First, the pain. To see $1.3 billion, the de Blasio administration proposes the following cuts in these key areas (some cuts are due to obviously reduced need during the virus lockdown):

    • Fair Fares enrollment underspending due to COVID-19: $46 million in savings between now and the end of June.
    • Delay rollout of the "Better Bus Initiative" given that traffic is down during the virus: $2.7 million in savings through June and $5.7 million in savings between July 2020 and June, 2021 (when, presumably, ridership returns to pre-COVID levels).
    • Reduce funding for Vision Zero public awareness campaign: $3 millions in savings now through June, 2021 (DOT did not respond to question about this).
    • Reduce funding in markings and materials used for Vision Zero street improvement programs: $4 million in savings now through June, 2021 (DOT did not respond to question about this).
    • Reduce funding for protected bicycle lane (or “Green Wave”) projects: $3 million in savings now through June, 2021 (DOT did not respond to question about this). The mayor unveiled the $58-million initiative only last year.
    • Reduce overnight Staten Island ferry service because of reduced demand: $6 million in savings now through June, 2021 (DOT did not respond to question about this).
    • Summer Youth Employment Program: $124 million in savings through June 2021 (Goldstein said it was "unclear if [the program is] feasible at all as practical health matter."
    • Elimination of  a fourth day of garbage collection in "rat zones": $1.5 million in savings. (Goldstein said "utilization has been low on fourth days.")
    • Reduce Brooklyn North cleaning: $1.2 million in savings. (Goldstein said there was "no evidence this increase has improved cleanliness. Council Member Steven Levin did not return a request for comment.)
    • Reduce Sunday and Holiday basket service: $1.7 million in savings.
    • Reduction in contracted tree pruning (retaining in-house emergency capacity): $3 million in savings through June, 2021.
    • Elimination of Emerald Ash Borer removal program: $3.1 million through June, 2021. (The emerald ash borer is an invasive bug.)
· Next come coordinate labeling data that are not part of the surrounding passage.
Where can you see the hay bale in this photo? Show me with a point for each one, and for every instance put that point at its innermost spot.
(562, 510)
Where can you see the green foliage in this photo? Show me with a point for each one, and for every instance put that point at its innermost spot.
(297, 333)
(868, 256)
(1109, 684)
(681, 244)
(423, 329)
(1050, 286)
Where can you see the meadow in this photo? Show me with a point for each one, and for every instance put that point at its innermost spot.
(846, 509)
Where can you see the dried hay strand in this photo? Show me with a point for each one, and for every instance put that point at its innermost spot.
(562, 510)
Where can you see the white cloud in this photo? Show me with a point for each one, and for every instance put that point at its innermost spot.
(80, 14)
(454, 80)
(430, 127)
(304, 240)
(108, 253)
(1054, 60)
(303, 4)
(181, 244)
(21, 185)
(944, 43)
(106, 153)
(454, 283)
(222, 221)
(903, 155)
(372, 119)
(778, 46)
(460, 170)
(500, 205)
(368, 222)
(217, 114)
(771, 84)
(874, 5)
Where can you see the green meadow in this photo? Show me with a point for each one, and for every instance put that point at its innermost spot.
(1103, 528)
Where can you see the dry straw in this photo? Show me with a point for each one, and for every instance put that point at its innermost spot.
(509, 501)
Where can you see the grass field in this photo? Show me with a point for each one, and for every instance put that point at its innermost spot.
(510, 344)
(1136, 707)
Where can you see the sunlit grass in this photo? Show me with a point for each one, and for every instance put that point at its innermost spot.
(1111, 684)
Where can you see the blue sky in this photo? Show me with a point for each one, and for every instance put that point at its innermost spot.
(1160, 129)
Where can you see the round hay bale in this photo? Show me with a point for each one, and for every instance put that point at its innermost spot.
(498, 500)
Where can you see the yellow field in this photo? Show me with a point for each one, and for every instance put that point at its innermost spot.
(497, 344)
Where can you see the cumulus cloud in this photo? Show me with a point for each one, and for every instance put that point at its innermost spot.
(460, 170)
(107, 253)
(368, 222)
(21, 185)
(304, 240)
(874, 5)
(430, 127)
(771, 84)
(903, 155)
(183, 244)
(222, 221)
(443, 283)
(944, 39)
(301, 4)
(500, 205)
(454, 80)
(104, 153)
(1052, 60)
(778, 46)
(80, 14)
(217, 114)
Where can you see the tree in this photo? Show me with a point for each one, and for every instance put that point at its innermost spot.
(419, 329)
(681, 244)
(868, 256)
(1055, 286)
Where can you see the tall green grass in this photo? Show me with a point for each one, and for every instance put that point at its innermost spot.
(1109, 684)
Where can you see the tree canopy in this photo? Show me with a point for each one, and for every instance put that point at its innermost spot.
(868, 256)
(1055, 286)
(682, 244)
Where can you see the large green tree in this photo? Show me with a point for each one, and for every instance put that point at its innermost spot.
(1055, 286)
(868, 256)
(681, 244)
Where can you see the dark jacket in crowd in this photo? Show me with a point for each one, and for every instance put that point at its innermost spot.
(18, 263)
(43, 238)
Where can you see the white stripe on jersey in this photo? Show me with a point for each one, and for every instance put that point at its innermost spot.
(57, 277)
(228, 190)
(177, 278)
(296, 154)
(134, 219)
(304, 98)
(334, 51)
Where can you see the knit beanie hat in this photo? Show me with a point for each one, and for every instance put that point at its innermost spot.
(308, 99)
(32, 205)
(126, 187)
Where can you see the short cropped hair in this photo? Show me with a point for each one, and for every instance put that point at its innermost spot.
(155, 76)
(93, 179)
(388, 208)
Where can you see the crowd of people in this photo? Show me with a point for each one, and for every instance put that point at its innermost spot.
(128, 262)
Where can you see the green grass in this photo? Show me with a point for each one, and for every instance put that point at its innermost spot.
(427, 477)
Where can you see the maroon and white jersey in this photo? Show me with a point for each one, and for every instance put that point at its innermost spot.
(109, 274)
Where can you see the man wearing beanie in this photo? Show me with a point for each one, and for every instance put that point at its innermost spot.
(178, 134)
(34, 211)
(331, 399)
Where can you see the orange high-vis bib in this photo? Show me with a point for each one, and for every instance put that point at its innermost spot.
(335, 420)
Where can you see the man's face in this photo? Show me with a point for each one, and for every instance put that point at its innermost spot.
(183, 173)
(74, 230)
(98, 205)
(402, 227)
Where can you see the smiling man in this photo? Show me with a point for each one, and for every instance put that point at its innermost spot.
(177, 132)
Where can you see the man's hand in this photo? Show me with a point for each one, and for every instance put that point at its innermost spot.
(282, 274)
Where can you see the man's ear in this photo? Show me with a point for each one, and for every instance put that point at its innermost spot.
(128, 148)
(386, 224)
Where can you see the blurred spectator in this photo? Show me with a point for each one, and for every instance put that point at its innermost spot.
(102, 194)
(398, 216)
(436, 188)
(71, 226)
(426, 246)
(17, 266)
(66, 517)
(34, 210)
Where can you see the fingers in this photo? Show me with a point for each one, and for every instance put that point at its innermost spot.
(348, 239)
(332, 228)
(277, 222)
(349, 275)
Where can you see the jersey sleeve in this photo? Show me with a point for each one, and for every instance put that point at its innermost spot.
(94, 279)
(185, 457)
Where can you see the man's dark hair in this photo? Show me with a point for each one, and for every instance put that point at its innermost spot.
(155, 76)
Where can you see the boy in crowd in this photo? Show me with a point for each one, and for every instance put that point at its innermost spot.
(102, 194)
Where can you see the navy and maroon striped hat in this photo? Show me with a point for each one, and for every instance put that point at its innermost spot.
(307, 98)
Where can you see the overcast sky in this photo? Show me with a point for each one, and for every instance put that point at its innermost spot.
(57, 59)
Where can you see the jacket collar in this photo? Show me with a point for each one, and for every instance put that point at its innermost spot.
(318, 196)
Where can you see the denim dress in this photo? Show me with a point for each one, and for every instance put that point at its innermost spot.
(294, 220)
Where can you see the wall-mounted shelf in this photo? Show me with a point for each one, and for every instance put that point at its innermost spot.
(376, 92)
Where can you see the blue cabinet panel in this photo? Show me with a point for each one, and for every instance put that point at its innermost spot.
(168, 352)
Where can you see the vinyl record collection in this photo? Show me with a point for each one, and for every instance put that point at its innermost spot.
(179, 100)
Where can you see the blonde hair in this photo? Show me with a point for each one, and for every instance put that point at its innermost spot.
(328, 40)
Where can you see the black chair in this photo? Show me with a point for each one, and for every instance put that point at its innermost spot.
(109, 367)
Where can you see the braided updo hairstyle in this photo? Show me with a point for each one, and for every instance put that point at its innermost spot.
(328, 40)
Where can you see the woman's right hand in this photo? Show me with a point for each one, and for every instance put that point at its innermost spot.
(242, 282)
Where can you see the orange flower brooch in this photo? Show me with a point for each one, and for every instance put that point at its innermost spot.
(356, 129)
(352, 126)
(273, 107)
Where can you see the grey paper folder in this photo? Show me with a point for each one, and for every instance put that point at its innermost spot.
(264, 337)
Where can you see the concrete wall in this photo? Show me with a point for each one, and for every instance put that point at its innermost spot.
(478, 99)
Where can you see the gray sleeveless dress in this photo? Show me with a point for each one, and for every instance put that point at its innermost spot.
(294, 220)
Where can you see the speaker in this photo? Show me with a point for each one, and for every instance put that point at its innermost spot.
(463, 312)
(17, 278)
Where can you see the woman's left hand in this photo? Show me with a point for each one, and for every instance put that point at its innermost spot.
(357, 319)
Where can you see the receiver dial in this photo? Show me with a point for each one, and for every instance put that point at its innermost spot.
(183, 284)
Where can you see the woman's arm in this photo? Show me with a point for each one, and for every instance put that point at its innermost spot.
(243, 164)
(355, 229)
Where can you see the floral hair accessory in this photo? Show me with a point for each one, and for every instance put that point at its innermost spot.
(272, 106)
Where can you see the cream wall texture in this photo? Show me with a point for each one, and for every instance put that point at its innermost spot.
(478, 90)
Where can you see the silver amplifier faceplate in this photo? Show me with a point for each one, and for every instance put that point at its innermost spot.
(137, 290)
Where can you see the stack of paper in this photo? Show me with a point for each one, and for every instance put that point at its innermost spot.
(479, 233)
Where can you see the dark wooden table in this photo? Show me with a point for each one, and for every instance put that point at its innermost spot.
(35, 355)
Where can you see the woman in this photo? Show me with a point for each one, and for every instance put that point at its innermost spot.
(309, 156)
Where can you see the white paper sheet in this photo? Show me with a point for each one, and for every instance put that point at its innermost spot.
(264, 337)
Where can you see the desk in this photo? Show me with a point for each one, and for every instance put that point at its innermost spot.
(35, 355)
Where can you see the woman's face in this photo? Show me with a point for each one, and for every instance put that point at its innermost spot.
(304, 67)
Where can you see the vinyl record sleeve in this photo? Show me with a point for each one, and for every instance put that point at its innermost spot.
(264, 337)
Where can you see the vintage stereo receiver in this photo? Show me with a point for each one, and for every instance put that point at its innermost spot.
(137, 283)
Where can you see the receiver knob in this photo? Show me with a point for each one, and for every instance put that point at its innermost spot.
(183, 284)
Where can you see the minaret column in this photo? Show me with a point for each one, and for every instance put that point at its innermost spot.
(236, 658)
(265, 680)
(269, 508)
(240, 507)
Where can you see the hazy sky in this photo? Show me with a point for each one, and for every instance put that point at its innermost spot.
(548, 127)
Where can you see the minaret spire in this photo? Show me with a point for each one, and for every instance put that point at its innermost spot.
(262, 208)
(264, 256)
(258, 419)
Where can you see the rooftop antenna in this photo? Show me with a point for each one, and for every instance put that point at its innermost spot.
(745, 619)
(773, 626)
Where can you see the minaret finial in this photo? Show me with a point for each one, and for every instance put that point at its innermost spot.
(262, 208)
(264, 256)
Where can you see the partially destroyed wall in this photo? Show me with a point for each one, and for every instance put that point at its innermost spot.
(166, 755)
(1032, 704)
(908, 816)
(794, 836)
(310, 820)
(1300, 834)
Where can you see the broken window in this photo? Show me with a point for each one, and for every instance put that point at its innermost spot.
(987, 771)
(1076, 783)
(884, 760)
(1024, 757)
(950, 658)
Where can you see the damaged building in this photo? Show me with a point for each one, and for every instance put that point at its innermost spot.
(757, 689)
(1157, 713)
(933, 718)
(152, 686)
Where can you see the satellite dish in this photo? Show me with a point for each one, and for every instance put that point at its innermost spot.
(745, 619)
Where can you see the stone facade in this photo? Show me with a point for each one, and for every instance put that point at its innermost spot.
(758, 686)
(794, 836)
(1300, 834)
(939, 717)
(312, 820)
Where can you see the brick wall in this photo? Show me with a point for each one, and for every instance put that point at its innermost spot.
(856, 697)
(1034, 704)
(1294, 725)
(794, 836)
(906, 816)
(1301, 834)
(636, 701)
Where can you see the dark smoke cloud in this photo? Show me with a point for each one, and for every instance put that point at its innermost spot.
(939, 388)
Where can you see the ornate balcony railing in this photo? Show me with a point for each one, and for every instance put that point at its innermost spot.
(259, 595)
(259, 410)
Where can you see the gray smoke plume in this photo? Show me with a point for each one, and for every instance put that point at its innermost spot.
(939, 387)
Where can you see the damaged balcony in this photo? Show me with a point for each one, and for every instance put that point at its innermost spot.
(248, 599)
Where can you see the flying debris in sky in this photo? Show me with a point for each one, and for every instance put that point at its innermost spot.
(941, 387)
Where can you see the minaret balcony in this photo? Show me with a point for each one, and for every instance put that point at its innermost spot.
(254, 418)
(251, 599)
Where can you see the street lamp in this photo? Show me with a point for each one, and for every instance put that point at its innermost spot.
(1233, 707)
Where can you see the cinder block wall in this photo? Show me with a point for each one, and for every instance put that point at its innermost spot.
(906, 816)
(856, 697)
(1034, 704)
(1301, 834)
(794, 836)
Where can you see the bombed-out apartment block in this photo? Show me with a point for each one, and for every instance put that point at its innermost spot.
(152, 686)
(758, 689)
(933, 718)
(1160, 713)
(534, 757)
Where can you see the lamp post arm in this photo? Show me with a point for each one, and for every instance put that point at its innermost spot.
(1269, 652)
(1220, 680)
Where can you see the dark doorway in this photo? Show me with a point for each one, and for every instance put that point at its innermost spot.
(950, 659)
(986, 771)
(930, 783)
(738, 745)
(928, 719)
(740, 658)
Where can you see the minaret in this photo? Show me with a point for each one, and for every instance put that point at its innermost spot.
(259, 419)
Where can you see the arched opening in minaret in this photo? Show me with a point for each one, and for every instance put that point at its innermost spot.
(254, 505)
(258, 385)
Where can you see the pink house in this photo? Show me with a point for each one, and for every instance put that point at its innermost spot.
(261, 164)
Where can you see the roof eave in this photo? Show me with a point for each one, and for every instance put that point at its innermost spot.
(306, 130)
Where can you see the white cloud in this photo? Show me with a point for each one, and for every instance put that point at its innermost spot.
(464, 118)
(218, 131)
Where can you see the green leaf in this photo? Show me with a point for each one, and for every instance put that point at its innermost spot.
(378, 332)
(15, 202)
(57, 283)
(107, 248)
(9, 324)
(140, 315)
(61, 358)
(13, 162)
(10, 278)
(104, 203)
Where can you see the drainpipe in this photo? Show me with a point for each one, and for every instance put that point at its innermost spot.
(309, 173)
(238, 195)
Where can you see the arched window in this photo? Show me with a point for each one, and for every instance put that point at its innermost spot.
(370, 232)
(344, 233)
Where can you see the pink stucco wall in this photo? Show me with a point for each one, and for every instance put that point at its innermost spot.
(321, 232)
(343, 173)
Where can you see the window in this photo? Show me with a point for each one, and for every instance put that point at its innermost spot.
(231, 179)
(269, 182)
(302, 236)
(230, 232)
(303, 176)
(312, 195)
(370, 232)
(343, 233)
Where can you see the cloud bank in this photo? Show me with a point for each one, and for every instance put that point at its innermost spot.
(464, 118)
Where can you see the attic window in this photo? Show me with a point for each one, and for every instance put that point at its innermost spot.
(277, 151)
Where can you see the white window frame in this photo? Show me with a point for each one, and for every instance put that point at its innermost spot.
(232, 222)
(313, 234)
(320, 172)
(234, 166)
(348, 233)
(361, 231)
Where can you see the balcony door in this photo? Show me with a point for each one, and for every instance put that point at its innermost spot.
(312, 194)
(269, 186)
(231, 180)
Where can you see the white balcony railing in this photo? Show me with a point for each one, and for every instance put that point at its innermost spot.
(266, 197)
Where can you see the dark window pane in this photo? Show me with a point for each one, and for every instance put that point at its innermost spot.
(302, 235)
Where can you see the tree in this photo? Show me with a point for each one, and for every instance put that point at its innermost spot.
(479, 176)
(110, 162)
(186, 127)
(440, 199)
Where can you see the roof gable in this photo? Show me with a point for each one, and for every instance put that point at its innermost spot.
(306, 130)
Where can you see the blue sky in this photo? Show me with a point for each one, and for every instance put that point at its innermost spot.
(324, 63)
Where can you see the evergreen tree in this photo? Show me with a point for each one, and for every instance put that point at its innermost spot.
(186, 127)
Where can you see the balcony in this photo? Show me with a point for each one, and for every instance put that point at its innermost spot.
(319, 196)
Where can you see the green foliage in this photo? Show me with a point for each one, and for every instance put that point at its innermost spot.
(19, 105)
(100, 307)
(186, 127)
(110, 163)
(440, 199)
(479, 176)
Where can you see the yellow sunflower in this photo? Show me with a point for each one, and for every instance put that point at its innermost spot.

Perhaps most alarming: "Hiring Freeze and Vacancy Reductions across multiple agencies" for a total savings of $106 million through July, 2021. (That's a concern for advocates because if the city eventually returns to normal footing, a hiring freeze will likely delay the restoration of projects that had been put off during the crisis.(

The cuts are severe, but livable streets advocates were surprised how dramatically they fell on the most vulnerable road users.

"Why are only pedestrians, cyclists, and public transit users impacted by DOT's cuts?" asked Danny Harris, the executive director of Transportation Alternatives. "There are $24M in cuts [in the Department of Transportation] and none inconvenience drivers. That is unacceptable."

A former DOT official, Jon Orcutt, was also angry that the cuts disproportionately affected Vision Zero initiatives.

"DOT has huge street resurfacing, signal, parking and bridge operations [which are] are untouched versus safety, bikes and transit," he said. "It’s pretty shocking."

The de Blasio administration proposal heads to the City Council, where Council Speaker Corey Johnson promised alterations.

“Our budget process is just beginning, and the challenges we face will be unlike any we’ve ever faced before," said Johnson's spokeswoman, Jennifer Fermino. "The Council is proud that under Speaker Johnson’s leadership, we have fought for increased budget reserves and expansions to the social safety net. The Council’s chief priority, as always, is doing what is right for this city. This will be our guiding principle throughout the difficult weeks and months ahead.”